Samuel Bowles is one of the frontier thinkers about cooperation and pry rights in the long sweep of history. An economist who teaches at the University of Siena and heads the Behavioral Sciences Program at the Santa Fe Institute, Bowles is that rare economist who regards property rights as a fluid concept – something that depends a great deal upon the context, culture and values of a given community of people.
I recently caught up with a lecture that Bowles gave at the Berkman Center for Internet and Society on what he calls “Kudunomics.” It’s a wonderful presentation.
Kudu? A kudu is a species of antelope that hunters in the Pleistocene era used to hunt. Bowles makes a fascinating comparison between the property rights of subsistence economies that once hunted kudu, and what he calls the “weightless economy” of digital information today. Here’s Bowles’ analysis:
Millennia ago, a band of hunters in Africa might bag a kudu once a month, and be rewarded with about 160,000 edible calories of highly perishable meat.

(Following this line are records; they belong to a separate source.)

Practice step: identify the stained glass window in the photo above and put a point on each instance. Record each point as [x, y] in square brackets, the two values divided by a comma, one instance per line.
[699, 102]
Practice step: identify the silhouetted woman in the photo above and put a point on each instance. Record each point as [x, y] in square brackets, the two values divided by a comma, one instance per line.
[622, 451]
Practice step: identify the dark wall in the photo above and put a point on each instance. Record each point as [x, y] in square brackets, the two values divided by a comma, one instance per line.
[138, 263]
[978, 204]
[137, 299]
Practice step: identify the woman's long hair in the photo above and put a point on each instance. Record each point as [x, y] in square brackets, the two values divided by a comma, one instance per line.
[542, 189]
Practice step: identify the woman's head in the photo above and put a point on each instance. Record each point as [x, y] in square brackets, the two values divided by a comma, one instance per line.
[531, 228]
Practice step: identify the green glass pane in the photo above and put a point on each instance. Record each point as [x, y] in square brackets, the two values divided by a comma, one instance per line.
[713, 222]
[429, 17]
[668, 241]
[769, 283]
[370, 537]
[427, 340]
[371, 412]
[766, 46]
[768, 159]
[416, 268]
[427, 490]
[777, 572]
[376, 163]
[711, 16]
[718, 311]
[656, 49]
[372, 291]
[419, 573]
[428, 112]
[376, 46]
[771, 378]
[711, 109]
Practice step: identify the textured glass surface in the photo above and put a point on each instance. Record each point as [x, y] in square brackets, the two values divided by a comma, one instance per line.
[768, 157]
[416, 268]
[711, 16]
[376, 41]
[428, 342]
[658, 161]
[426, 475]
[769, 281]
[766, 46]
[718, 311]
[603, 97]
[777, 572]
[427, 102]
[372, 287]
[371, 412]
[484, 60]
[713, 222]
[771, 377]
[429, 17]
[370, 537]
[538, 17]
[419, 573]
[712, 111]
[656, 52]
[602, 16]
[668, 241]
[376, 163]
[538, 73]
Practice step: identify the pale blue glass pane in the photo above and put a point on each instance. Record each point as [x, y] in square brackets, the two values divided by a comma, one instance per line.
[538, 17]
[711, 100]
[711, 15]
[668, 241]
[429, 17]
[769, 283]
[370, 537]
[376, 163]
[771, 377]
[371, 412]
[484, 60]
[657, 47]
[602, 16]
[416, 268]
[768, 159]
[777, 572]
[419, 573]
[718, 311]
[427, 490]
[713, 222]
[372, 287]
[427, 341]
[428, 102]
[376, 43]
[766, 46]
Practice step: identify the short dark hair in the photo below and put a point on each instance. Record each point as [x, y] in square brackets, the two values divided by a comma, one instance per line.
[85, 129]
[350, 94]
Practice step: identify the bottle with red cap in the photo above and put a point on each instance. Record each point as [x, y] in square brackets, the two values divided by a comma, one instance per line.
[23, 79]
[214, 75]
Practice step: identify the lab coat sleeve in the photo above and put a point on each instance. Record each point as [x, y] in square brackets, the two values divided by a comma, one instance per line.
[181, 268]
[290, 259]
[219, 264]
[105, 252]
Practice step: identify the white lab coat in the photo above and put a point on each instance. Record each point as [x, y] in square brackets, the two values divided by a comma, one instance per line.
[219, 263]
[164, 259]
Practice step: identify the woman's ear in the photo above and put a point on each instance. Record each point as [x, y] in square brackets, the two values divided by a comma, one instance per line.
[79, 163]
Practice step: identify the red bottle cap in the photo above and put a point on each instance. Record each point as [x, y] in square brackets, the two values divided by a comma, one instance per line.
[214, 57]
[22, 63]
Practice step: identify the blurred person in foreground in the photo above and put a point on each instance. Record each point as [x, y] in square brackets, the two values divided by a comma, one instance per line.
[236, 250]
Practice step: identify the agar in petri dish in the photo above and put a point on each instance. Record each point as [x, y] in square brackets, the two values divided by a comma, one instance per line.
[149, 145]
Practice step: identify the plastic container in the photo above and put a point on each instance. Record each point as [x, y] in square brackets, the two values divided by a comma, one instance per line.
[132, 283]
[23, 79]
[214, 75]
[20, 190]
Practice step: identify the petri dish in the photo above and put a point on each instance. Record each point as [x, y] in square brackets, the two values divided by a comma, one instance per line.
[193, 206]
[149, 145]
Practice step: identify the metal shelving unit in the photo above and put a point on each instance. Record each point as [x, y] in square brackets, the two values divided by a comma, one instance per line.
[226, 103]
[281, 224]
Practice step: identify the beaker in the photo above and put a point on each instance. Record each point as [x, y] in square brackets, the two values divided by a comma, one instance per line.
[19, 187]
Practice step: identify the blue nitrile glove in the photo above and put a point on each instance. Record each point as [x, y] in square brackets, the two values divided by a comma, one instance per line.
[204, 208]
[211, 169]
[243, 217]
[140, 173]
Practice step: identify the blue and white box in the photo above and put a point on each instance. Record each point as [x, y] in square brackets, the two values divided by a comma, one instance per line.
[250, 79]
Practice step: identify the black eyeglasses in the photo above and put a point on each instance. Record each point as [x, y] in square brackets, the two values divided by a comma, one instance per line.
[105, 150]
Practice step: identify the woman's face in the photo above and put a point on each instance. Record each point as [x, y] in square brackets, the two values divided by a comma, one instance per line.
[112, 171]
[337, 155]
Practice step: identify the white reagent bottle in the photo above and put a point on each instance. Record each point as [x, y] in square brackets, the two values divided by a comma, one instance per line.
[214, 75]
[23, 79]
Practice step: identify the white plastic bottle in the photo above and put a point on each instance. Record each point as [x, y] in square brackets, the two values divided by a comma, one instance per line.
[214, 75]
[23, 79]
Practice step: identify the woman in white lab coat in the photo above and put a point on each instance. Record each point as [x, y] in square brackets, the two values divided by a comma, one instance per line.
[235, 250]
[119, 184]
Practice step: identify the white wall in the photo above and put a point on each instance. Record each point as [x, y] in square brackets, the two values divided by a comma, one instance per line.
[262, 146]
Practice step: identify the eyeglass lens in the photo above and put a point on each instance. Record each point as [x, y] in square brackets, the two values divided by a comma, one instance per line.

When thinking about an economy based on kudu, several significant things stand out: Kudu are quite difficult to acquire (it takes a village to hunt an animal); difficult to own privately (it’s a wild animal); and wasteful if not immediately shared (there was no refrigeration, and so the kudu would spoil unless shared among many people).
In such an economy, the culture rewards generosity toward others and a modesty about one’s personal talents in hunting. It’s a group thing. Self-aggrandizement is bad form. No one can snare a kudu by themselves, and no one can individually consume one. It makes perfect sense for an economy reliant on kudu to share and have minimal or no property rights.